As our friends at The Intersect note, this does not mean Google is actually going to do this or implement such a ranking system for searches. It means it's studying it. For what purpose, we don't know.
But it's not the company's first inquiry into the realm of automating the discovery of fact. The new paper draws on a prior Google project called the Knowledge Vault, which has compiled more than a billion facts so far by grabbing them from the Web and then comparing them with existing sources. For 271 million of these facts, the probability of actual correctness is over 90 per cent, according to Google.
The new study, though, goes farther. It draws on the Knowledge Vault approach to actually evaluate pages across the Web and determine their accuracy. Through this method, the paper reports, an amazing 119 million Web pages were rated. One noteworthy result, the researchers note, is that Gossip sites and Web forums in particular don't do very well - they end up being ranked quite low, despite their popularity.
If Google really starts to look like it's heading in this direction, the complaints will get louder and louder.
Google's new research didn't explicitly mention how this approach might rank science contrarian Web sites. But media have been reporting this week that climate-change sceptics seem unnerved by the direction that Google appears to be heading.
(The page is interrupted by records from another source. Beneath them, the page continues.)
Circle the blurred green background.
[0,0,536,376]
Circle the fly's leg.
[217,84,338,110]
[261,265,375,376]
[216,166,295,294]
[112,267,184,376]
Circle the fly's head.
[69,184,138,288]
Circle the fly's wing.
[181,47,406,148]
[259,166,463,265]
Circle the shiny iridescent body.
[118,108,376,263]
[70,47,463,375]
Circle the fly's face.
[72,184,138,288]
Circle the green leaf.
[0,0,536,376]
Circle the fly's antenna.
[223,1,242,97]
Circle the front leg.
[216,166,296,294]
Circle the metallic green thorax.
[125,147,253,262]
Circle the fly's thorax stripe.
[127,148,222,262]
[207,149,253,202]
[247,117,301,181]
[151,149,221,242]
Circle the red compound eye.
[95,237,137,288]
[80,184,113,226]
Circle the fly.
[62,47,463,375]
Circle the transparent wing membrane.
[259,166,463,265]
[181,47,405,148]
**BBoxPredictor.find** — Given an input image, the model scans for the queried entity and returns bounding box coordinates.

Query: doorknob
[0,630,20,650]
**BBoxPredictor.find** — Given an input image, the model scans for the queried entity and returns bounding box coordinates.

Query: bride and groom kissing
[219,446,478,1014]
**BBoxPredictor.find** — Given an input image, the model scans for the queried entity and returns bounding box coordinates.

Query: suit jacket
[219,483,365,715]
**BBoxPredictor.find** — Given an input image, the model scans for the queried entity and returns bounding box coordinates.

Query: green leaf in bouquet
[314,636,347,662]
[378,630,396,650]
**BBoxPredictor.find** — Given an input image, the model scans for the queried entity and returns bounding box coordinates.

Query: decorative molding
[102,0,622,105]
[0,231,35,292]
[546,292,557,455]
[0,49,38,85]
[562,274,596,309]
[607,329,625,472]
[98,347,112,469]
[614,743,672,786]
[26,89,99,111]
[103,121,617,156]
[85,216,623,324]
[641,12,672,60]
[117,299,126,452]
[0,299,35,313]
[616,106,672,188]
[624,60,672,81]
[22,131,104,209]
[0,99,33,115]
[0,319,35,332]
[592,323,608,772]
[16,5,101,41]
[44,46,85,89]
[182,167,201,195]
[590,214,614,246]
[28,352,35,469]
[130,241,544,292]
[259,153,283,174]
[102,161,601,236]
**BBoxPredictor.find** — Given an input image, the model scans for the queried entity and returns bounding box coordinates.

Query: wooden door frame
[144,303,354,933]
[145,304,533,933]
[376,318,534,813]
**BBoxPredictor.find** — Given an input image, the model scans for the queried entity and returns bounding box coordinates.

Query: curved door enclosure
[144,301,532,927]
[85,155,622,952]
If this ever moves closer to a reality, then they should be. If you read the Google papers themselves, for instance, you'll note that the researchers explicitly use, as a running example, a fact that has become "political." Namely, the fact that Barack Obama was born in the United States.
And thus, before our eyes, algorithms begin to erode politicised disinformation.
Substitute "Barack Obama was born in the United States" with "Global warming is mostly caused by human activities" or "Childhood vaccines do not cause autism," and you can quickly see how potentially disruptive these algorithms could be. Which is precisely why, if Google really starts to look like it's heading in this direction, the complaints will get louder and louder.